Au moins, elle n'était pas déboîtée.

Qiu Lanxi ne pouvait que se consoler avec cette pensée, espérant que son sein ne gonflerait pas davantage le lendemain, sinon elle ne pourrait plus enfiler ses chaussures.

Voyant qu'elle allait bien, Yan Qingli alla se changer. À son retour, elle était toujours assise sur le tabouret, les yeux rivés sur ses pieds, sans oser les poser, visiblement craignant d'être encore plus mal.

Elle a interrogé le médecin, qui lui a expliqué que les effets du médicament se prolongeraient pendant les sept jours suivants, mais seraient moins marqués. Une fois ces effets dissipés, il serait temps de commencer le second traitement, qui durerait trois mois.

Yan Qingli décida qu'il valait mieux ne pas lui annoncer cette nouvelle choquante pour le moment.

Elle s'approcha et porta la personne jusqu'au lit, puis lui appliqua un médicament sur ses pieds légèrement enflés. Après l'application du médicament, une légère odeur d'herbes embauma la pièce, ce qui n'était pas désagréable.

Qiu Lanxi la regarda et, ne voyant aucun dégoût dans ses yeux, elle se blottit contre elle : « Votre Altesse, allons-nous recommencer demain ? »

« Inutile », dit Yan Qingli en lui tapotant le dos.

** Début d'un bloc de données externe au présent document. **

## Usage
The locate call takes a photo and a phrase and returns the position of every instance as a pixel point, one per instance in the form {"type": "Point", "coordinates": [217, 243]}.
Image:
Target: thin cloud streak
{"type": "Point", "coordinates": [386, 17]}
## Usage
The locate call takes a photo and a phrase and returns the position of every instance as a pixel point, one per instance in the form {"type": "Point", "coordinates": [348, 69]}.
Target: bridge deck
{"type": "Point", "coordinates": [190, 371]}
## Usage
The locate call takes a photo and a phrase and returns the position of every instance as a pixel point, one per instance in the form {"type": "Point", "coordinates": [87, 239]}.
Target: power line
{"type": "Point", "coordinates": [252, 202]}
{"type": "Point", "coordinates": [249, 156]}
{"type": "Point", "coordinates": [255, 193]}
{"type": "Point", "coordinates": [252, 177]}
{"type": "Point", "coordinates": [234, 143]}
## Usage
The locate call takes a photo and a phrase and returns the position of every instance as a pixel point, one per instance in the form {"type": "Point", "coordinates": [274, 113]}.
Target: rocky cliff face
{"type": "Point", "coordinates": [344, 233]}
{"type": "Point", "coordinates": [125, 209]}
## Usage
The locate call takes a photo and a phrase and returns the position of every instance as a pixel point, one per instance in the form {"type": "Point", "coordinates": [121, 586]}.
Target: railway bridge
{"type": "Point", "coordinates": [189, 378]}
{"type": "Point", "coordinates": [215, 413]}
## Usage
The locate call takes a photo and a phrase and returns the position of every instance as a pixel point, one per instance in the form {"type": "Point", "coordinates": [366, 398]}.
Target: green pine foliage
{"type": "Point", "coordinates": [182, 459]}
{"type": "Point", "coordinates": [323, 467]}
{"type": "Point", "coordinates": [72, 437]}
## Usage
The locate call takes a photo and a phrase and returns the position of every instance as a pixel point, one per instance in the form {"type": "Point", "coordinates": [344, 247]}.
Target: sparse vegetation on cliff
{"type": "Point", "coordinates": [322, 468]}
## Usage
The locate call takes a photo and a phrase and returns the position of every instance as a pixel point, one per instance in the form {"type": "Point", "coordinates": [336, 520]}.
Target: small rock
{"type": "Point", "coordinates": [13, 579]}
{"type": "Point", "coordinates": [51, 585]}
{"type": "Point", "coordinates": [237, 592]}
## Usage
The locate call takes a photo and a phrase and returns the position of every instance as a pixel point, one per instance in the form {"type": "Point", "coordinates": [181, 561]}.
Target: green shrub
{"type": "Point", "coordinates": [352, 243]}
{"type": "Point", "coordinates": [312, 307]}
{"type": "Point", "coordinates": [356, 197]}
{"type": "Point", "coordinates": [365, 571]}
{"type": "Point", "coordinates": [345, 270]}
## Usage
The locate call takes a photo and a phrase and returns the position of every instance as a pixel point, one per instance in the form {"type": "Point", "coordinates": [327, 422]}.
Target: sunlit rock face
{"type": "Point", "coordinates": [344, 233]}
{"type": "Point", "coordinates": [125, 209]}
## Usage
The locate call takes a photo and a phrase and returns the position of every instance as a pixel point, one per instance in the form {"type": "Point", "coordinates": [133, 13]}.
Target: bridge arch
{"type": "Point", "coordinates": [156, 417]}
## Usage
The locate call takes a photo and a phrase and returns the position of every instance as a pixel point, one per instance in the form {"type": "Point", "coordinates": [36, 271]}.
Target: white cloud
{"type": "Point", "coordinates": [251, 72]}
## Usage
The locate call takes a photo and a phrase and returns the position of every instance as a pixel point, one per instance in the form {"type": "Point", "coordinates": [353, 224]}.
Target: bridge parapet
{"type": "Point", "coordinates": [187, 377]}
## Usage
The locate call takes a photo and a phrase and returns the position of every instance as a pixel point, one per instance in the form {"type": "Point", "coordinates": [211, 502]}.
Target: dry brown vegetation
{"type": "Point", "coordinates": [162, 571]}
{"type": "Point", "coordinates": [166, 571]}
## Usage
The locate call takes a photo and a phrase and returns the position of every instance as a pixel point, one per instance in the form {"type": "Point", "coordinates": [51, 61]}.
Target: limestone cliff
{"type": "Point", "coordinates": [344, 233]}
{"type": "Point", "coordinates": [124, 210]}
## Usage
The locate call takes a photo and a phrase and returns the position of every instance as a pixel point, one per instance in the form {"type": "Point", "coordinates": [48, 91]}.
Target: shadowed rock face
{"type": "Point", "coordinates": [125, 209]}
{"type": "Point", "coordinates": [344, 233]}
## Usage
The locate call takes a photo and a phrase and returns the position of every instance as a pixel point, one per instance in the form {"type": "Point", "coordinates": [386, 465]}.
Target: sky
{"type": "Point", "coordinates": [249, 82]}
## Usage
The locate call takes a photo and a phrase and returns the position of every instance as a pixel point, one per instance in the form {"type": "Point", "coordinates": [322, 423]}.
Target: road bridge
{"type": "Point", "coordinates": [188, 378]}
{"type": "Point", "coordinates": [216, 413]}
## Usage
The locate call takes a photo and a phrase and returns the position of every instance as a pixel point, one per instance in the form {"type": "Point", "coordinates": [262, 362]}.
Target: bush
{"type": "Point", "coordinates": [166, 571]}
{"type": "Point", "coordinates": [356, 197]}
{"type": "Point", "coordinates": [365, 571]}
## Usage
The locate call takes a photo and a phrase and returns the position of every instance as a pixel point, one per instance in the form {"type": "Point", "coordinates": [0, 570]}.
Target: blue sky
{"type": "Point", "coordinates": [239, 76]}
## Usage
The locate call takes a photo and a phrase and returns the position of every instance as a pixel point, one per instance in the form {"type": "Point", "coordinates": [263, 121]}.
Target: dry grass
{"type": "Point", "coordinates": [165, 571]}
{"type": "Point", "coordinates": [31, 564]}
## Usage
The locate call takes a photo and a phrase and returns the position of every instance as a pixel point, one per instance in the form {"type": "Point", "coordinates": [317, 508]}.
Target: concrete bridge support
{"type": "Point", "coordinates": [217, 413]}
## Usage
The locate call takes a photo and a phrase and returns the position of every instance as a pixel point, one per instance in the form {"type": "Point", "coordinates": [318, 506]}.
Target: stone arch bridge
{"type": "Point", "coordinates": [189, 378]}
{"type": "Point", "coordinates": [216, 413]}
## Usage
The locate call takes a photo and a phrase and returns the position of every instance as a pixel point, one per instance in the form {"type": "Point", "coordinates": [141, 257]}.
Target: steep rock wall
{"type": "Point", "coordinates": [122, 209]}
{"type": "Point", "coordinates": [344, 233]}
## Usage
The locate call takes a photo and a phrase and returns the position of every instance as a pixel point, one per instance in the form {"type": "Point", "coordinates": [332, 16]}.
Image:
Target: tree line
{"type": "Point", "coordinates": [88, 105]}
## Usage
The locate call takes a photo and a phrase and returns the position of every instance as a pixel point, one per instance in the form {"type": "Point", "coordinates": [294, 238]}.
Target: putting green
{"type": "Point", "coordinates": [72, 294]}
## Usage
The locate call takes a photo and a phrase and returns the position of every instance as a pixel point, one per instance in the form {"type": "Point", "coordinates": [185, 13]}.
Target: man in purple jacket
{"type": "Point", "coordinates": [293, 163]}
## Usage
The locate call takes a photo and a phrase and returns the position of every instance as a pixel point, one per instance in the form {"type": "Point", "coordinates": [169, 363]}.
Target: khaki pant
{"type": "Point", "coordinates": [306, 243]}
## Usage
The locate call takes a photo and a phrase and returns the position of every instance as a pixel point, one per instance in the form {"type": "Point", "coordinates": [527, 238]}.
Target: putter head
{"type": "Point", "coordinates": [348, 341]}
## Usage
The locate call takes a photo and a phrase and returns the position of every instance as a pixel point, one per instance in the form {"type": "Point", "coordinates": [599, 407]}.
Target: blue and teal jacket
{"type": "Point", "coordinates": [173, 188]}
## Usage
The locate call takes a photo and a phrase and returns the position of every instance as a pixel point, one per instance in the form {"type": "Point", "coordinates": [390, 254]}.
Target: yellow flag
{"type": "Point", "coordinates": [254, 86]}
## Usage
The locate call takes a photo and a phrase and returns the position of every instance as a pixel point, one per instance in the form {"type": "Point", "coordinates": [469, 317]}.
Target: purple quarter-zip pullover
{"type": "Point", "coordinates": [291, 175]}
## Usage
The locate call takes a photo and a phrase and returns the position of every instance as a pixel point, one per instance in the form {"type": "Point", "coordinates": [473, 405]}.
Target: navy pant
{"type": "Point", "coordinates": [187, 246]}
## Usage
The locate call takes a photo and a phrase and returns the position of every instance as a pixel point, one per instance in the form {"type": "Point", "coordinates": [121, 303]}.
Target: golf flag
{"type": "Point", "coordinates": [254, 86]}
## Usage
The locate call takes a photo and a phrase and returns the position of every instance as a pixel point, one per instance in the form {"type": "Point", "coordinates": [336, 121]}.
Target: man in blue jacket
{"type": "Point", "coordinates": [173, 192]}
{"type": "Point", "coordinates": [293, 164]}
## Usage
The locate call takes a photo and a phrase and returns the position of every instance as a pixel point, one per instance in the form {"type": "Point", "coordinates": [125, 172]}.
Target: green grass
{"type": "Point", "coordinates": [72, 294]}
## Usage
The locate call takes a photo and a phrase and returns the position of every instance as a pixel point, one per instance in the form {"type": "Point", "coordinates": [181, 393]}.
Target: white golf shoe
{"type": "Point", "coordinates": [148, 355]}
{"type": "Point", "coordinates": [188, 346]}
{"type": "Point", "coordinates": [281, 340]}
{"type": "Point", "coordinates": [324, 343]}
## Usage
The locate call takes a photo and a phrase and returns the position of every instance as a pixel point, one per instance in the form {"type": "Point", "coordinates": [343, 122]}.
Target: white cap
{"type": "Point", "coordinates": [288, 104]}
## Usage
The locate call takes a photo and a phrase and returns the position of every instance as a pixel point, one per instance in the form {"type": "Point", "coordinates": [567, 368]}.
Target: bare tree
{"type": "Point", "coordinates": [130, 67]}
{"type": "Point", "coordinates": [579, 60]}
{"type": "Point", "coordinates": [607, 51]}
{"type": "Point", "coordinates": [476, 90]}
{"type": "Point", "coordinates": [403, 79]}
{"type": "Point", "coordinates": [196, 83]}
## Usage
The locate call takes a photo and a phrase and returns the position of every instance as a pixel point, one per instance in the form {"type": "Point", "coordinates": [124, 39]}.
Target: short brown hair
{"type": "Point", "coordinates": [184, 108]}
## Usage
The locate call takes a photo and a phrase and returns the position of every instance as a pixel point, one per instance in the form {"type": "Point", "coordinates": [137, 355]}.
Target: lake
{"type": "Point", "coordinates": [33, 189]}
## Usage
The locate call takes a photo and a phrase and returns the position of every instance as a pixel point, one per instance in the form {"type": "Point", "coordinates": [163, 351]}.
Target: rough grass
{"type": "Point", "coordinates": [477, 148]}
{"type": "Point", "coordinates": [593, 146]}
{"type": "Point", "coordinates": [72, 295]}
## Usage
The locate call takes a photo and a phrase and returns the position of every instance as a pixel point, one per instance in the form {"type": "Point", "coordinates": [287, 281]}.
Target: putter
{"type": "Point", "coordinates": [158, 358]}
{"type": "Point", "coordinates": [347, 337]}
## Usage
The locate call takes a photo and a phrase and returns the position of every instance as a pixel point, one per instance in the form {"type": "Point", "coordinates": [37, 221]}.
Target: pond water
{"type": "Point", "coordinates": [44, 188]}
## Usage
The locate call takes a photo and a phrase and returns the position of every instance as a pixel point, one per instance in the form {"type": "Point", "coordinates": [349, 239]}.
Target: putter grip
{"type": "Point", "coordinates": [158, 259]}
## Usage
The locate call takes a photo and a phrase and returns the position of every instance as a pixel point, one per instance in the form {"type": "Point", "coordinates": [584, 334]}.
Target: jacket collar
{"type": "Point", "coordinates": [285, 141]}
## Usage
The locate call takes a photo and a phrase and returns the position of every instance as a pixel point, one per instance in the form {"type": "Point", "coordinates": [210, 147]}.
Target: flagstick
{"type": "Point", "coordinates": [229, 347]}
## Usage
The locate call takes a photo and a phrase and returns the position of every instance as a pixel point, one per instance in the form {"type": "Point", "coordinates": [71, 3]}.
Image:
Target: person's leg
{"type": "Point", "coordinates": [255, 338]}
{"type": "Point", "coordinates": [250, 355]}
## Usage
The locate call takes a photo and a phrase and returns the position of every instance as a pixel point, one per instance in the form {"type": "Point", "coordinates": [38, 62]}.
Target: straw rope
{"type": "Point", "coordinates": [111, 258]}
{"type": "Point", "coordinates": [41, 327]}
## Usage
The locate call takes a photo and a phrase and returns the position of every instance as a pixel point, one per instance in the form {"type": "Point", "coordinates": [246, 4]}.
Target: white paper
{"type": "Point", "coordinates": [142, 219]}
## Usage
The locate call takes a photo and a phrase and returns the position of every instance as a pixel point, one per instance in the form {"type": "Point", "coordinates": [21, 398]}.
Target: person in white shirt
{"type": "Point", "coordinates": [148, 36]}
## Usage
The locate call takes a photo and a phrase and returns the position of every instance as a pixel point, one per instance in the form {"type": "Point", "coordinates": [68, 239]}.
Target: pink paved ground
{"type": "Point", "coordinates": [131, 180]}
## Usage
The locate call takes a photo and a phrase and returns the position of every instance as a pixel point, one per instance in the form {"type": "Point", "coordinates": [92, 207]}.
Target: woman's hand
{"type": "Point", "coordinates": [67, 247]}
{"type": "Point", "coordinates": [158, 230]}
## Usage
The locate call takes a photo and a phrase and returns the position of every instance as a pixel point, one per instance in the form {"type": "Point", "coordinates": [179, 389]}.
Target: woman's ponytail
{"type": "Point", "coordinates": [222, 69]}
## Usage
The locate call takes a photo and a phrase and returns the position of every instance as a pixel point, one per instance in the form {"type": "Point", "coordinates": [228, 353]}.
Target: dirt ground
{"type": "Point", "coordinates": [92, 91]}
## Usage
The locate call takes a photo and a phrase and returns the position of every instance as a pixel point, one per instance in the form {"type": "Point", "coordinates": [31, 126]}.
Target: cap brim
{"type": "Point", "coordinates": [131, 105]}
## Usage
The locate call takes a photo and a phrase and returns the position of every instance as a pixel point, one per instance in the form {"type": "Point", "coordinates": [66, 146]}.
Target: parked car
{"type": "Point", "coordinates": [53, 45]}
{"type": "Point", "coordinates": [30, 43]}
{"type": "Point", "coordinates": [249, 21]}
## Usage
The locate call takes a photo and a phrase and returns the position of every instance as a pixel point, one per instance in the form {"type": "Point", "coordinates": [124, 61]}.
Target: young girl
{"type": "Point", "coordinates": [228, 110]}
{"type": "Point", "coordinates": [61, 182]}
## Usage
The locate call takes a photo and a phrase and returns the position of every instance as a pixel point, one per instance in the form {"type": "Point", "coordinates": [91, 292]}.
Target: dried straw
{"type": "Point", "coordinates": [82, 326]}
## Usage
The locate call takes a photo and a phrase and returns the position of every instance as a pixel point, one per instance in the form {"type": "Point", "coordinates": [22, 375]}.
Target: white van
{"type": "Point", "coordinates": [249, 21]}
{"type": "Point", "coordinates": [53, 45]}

Elle sentit son corps se détendre aussitôt et un sourire illumina son visage. « Dors. »

Qiu Lanxi approuva d'un hochement de tête. Cette nuit l'avait vraiment épuisée, et la mélancolie qu'elle avait ressentie le soir était depuis longtemps oubliée. Elle s'endormit libérée de tout souci.

L'affirmation de Yan Qingli selon laquelle elle était sans cœur n'était pas sans fondement. Sachant qu'elle n'était pas en colère, elle ne prit même pas la peine de feindre. En temps normal, elle aurait complimenté Yan Qingli pour son humilité, ce qui l'aurait motivée et, inconsciemment, encouragée à évoluer dans cette voie.

Il n'y eut pas de paroles douces par la suite, et Yan Qingli pensa qu'elle était probablement encore en colère.

Après avoir fait sa connaissance, Yan Qingli s'aperçut aisément que Qiu Lanxi n'avait aucune intention de se venger le lendemain. Sans doute parce qu'elle avait cerné la personnalité de Qiu Lanxi et savait que cette dernière ne s'en offusquerait pas

; elle se sentit donc plus détendue.

Elle pensa, impuissante : « Ils agissaient clairement pour son bien, alors pourquoi lui en veulent-ils ? »

Même si Yan Qingli ne comprenait pas ses pensées, elle savait que dire cela reviendrait à jeter de l'huile sur le feu, alors elle garda sagement le silence.

C'est un peu dommage.

Yan Qingli pensait que Qiu Lanxi serait touchée par cela. Bien que son intention première ne fût pas d'obtenir des éloges, elle se disait que Qiu Lanxi serait émue par ses actions une fois rétablie, car c'était bien là quelque chose qui lui importait, n'est-ce pas ?

En y réfléchissant, Yan Qingli ressentit une étrange sensation. Soudain, elle réalisa que Qiu Lanxi ne semblait pas l'aimer aussi profondément qu'elle le paraissait.

Dans l'obscurité, Yan Qingli secoua la tête, impuissante, se disant qu'elle ne parviendrait jamais à se débarrasser de sa méfiance naturelle. Elle était épuisée ce soir-là et il était normal qu'elle ne puisse penser à rien d'autre. Pourquoi aurait-elle imaginé le pire chez les autres

?

...

…………

Le lendemain, Yan Qingli se leva pour aller au tribunal. Elle jeta un coup d'œil aux pieds de Qiu Lanxi, qui avaient retrouvé leur couleur d'origine pendant la nuit, paraissant beaux et lisses, et dont le gonflement avait quelque peu diminué.